The moment they began kissing, she wrapped her arms around his shoulders, feeling the force of his upper arms and back muscles. She allowed herself to forget about her father, only twenty yards away, reading in the farmhouse. She was a young woman, brimming with endless sexuality. In a moment, she felt Caleb’s fingers attack her cardigan’s buttons, ripping the top ones apart.
She broke the kiss, looking at him with misty, doe eyes. “Oh, Caleb,” she whispered.
“What?” he asked her. His lips were red from the passion of their kisses.
“It’s just—it’s different this time. It feels like—like maybe—” she shook her head, the single word tickling along her tongue. “It feels like maybe I’m in love with you.”
Caleb didn’t move.

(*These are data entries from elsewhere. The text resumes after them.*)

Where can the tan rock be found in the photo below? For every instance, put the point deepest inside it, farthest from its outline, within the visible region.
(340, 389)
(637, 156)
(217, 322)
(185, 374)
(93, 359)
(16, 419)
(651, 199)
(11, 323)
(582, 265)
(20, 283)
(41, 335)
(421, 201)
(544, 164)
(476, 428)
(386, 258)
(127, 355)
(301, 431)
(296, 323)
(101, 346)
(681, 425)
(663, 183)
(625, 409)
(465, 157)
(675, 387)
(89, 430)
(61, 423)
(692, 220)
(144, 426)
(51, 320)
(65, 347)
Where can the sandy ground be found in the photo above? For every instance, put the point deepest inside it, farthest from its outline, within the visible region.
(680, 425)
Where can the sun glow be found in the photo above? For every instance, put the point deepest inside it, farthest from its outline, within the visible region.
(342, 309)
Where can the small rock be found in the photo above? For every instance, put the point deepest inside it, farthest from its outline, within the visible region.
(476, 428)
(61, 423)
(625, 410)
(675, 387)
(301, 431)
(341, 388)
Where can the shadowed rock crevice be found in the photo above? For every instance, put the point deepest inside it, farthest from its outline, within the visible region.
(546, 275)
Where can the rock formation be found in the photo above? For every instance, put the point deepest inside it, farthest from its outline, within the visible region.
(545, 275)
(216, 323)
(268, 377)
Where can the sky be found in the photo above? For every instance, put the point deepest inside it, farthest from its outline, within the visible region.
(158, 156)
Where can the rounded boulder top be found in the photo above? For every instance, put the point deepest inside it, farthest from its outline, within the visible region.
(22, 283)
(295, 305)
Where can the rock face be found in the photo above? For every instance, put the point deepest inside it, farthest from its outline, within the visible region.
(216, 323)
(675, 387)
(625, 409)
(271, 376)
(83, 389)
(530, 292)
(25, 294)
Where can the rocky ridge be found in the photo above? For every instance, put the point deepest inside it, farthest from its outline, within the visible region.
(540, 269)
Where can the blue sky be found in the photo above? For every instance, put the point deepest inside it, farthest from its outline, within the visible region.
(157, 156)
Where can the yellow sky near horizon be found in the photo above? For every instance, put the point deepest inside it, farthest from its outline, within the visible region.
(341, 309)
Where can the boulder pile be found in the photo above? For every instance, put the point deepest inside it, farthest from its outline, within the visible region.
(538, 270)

He still held her tightly, looking at her with sure eyes. “I love you, too,” he said. His voice was deep, gruff. Almost like a hero’s in an old movie.
As Darcy leaned in closer to him, to catch him in a kiss once more, she noted that his eyes suddenly looked out behind her, toward the field and the pine-covered hills beyond. His jaw dropped, and his arms swept around Darcy, almost in a tackle.
“Holy shit, Darcy. Look!” He pointed toward the open bay door in the loft, inhaling sharply.
Darcy frowned slightly before turning toward Caleb’s extended arm. There, in the distance, was the most remarkable shooting star she’d ever seen. She slipped from Caleb’s embrace, feeling her breasts strain against her unbuttoned cardigan. She felt Caleb appear beside her as they crept toward the open window, watching as the shooting star seemed to burn light upon the dark, pine-covered hills. The field turned bright orange.
“It looks like it’s getting closer. But that’s impossible,” Darcy whispered, shaking her head. “It must be a million miles away.”
But Caleb took a step back, grasping Darcy’s hand. “Darcy. No. It’s coming right for us,” he said, his voice cracking.
Darcy stared into his eyes, the moment filled with tension and fear. She shot a fleeting glance back toward the shooting star, seeing that, sure enough, it was bearing toward them. It was now only about thirty feet above the trees that skirted around the field. It seemed like a bull’s eye. Like it knew they were there, waiting.
“WE HAVE TO RUN!” Caleb shouted, shooting his arm around Darcy’s small waist. “Come ON!”
But Darcy’s mind was too far away. She suddenly felt outside of herself, floating in the stars above. She thought she could even feel the heat from the streaming orb, shining against her cheeks. “It’s beautiful,” she whispered, her pupils drowning out her pale blue eyes. “And besides,” she said, as the star whizzed closer, “if we run away now, my dad will see us. He’ll know we were about to—”
“IT DOESN’T MATTER. NOT IF WE DIE.” Caleb thrust her toward the ladder they’d only just climbed, launching her over the edge and toward the mammoth haystack below. As Darcy fell, her hair swept back. She was flying, feeling the rush of the shooting star in her ears in the moments before she landed.
Immediately after Caleb threw Darcy from the loft, he turned briefly, curiosity running through him. Just as he spun, the meteorite made its final plunge toward the barn and crashed directly into the hayloft. It struck Caleb’s chest—dead center—blasting him through the air and to the ground, nearly fifteen feet below.
He died instantly.
Far below the wreckage in the hayloft, Darcy lay still. Smoke filtered from the barn. The sky was dark, without stars. And the meteorite steamed in the dirt.